Wednesday, April 12, 2006

It's not all bad

Since I started my blog last year I've had a few comments from readers that suggested I don't like living in Indonesia. On the contrary, I'm very much enjoying the experience of spending a few years in the midst of a different culture. And like any place in the world, there are good and not-so-good things to experience. Hopefully, regular readers of this blog will understand the humorous and satirical side of many of the posts, and realise that I do actually feel that Jakarta can be an interesting and enjoyable place to live.

I was thinking today about some of the things that are very different to what I'm used to back home in Australia, and a couple of great examples came to mind. They're both little things, but they do leave a very good impression.

The first example is what happens when you buy an item that is bulky or difficult to carry. In the West, you'd have to struggle with the package as best you can, which could mean stopping every few meters to rest, or to renew your grip or hold on the object. Here in Indonesia, the sales staff will take a lot of time and effort to package up the item, using a combination of plastic bags, baling twine, staples and packing tape, to fashion a handle to make it dead simple to carry with one hand. To me, that's excellent customer service, and is something that is unusual to find in a Western country.
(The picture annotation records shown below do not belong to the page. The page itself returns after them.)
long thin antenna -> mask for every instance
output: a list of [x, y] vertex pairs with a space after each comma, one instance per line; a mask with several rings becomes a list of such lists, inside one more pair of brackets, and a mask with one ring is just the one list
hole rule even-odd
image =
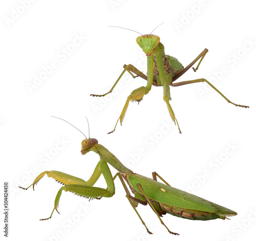
[[108, 26], [108, 27], [112, 28], [119, 28], [120, 29], [126, 29], [126, 30], [130, 30], [130, 31], [135, 32], [135, 33], [139, 33], [141, 35], [143, 35], [143, 34], [141, 34], [140, 33], [139, 33], [138, 32], [135, 31], [134, 30], [132, 30], [131, 29], [126, 29], [125, 28], [122, 28], [121, 27], [117, 27], [117, 26]]
[[[76, 129], [78, 129], [81, 133], [82, 134], [82, 135], [83, 135], [83, 136], [84, 136], [86, 137], [86, 138], [87, 139], [87, 137], [86, 137], [86, 136], [82, 132], [81, 132], [81, 130], [80, 130], [78, 128], [76, 128], [74, 125], [73, 125], [72, 124], [70, 124], [68, 121], [67, 121], [66, 120], [65, 120], [63, 119], [59, 118], [58, 117], [56, 117], [55, 116], [52, 116], [52, 117], [54, 117], [54, 118], [57, 118], [57, 119], [59, 119], [60, 120], [62, 120], [64, 121], [66, 121], [67, 123], [68, 123], [70, 125], [71, 125], [73, 127], [75, 127]], [[89, 136], [90, 136], [90, 135], [89, 135]], [[89, 138], [90, 138], [90, 137], [89, 137]]]
[[158, 26], [157, 26], [156, 28], [155, 28], [153, 30], [152, 30], [152, 32], [151, 32], [151, 33], [150, 33], [150, 34], [151, 34], [154, 31], [155, 31], [156, 29], [157, 29], [157, 28], [158, 28], [160, 25], [162, 25], [164, 23], [165, 23], [165, 22], [163, 22], [162, 23], [162, 24], [160, 24], [159, 25], [158, 25]]
[[90, 138], [90, 127], [89, 127], [89, 121], [88, 121], [88, 119], [87, 119], [87, 117], [86, 116], [86, 118], [87, 120], [87, 123], [88, 124], [88, 133], [89, 134], [89, 138]]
The second example of Indonesian "niceness" is work related. We have a couple of hundred people working in our office, and there are two staff who are responsible for looking after the office kitchen and providing tea, coffee and drinking water for the office. Without fail, whenever there is a gathering of three of more people in a room for a meeting or informal discussion, one of the kitchen staff appear within 5 minutes, with fresh tea, coffee or water for each person. They do this without being asked, and are able to memorise every staff member's regular beverage preference. This may seem simple and quaint, but it's a very nice touch.

These are just two examples of the type of things that help to counterbalance the pollution, traffic and corruption.


Blogger Topo said...

So,poverty is the only thing you like about Indon.Cheap caddy,office boy and grocery helpers...You forget to mention olympic size swimming pool and 12 maids in yr house provided only fr two of you? No wonder yr nickname is expat in jakarta.

9:56 AM  
Blogger The Editor said...

Pak Topo, thanks for visiting. Actually, we have less than 12 maids (1, in fact), and our pool is almost twice the size of a bathtub. Do you oppose expats providing employment, income and decent living conditions to poor Indonesians?

6:47 AM  
Blogger Jakartass said...

Oh dear, Mr. Expat..

Judging by his blog, you seem to have been visited by a homophobic, anti-Zionist, anti-American ~ in fact anti-everything that doesn't fit his very narrow viewpoint ~ bigot.

If I didn't believe in freedom of expression, I'd ban Mr Tropo from my site.

Do drop in Topo.

9:16 PM  
Blogger Venitha said...

I'm glad Indonesia has its plusses, too. I have the same sort of love/hate relationship with Singapore, where I've lived for nearly a year now. Blogging is a form of catharsis.